Was that Peter’s shadow? Wendy had assumed that his shadow was just that—a black, amorphous thing. Could it take a solid human form? Did Peter know?

She needed to find him and tell him. If Peter’s shadow could walk and talk, and knew where she lived—

Wendy shut off the water and gripped the edge of the sink. Her hands were bright red, the knuckles blanched. Pin drops of blood spread through the dry cracks. The hot water had burned, and her skin stung, but she’d gotten rid of the ink. Even her legs only had bright streaks left from being scrubbed raw.

A shaky breath filled Wendy’s lungs, an attempt to steady herself.
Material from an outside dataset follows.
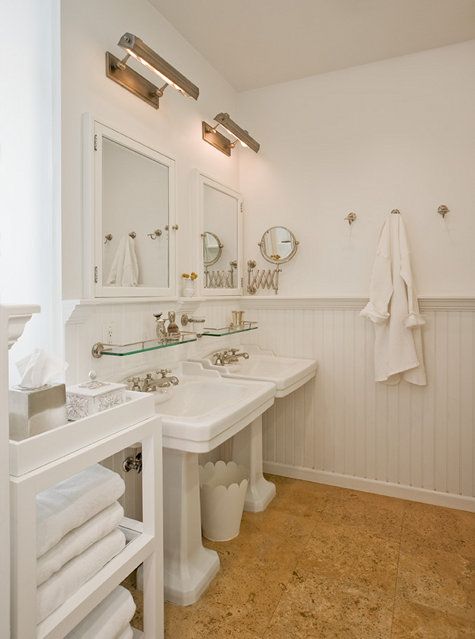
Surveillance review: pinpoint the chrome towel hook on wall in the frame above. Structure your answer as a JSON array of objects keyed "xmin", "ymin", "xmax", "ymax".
[{"xmin": 437, "ymin": 204, "xmax": 450, "ymax": 220}]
She looked at her reflection in the mirror. The hair at her temples and the back of her neck was damp with sweat. Her gray eyes stared back at her, puffy and bloodshot.

She needed to find Peter and tell him what had happened. He was the only one who could make sense of it.

The clock on Wendy’s counter read 11:32 a.m.

“Shit!” she cursed. She had told Peter to meet her at noon.

Wendy jumped into the shower to wash the sticky, stale sweat off her skin. Drying her hair would take too long, so cold drips hit the back of her neck as she rushed around her room. She pulled on a pair of green shorts and a navy tank top before sliding on her tennis shoes. Grabbing her bag, she bounded down the stairs and nearly tripped on her laces.

Wendy was halfway across the living room when her father’s voice rang out. “Where are you off to in such a rush?”

She whirled around to find her father standing in the doorway of his study. He wore a dark blue suit that was a little too tight across his barrel chest. He had somehow managed to wrangle his hair with gel into an uneven comb-over. Even his bushy mustache was trimmed.

Wendy frowned. He never dressed this nice for work. And why was he home in the middle of a weekday?

“Why aren’t you at work?” Wendy asked, momentarily distracted from her mission by his odd appearance.

“I’m not at work because I need to take you down to the police station, remember?” Mr. Darling grumbled as he hooked a sausage-like finger over the knot of his tie, trying to wiggle it loose. “I’m taking a half day to deal with this.”

“What?” Wendy said, starting. Her mind went into a panic with visions of handcuffs and mugshots and dark interrogation rooms.

Mr. Darling furrowed his thick eyebrows. “Those detectives still want to talk to you.”

“Oh, right.” A wave of relief washed over her. Wendy rocked onto the balls of her feet so she could read the clock next to the TV: 11:54 a.m. She was supposed to meet Peter any minute now, and she had so much to tell him. “Can we go a bit later?” Wendy tried, wincing in anticipation of his answer.

Mr. Darling scowled. “No, we can’t go later,” he barked, waving his hand in the air. “Where do you have to get to that’s so important?”

“Nowhere,” Wendy answered quickly, smoothing her hands through her wet hair. “I just made plans to meet up with Jordan at the hospital, you know, after her shift.” Another lie. The more she told, the easier it got.

“This is more important,” he told her. He waved his hand dismissively. “Text her and tell her you’re going to be late. I can drop you off at the hospital after.” Mr. Darling snatched his keys from the kitchen table and started for the door. “Let’s go.”

Wendy gave a nod and pulled out her phone, pretending to text Jordan as she followed him out the door. She’d lied herself into a corner. She wanted to see Peter, and she especially didn’t want to leave him waiting for her, but what choice did she have? This wasn’t really something she could talk her way out of.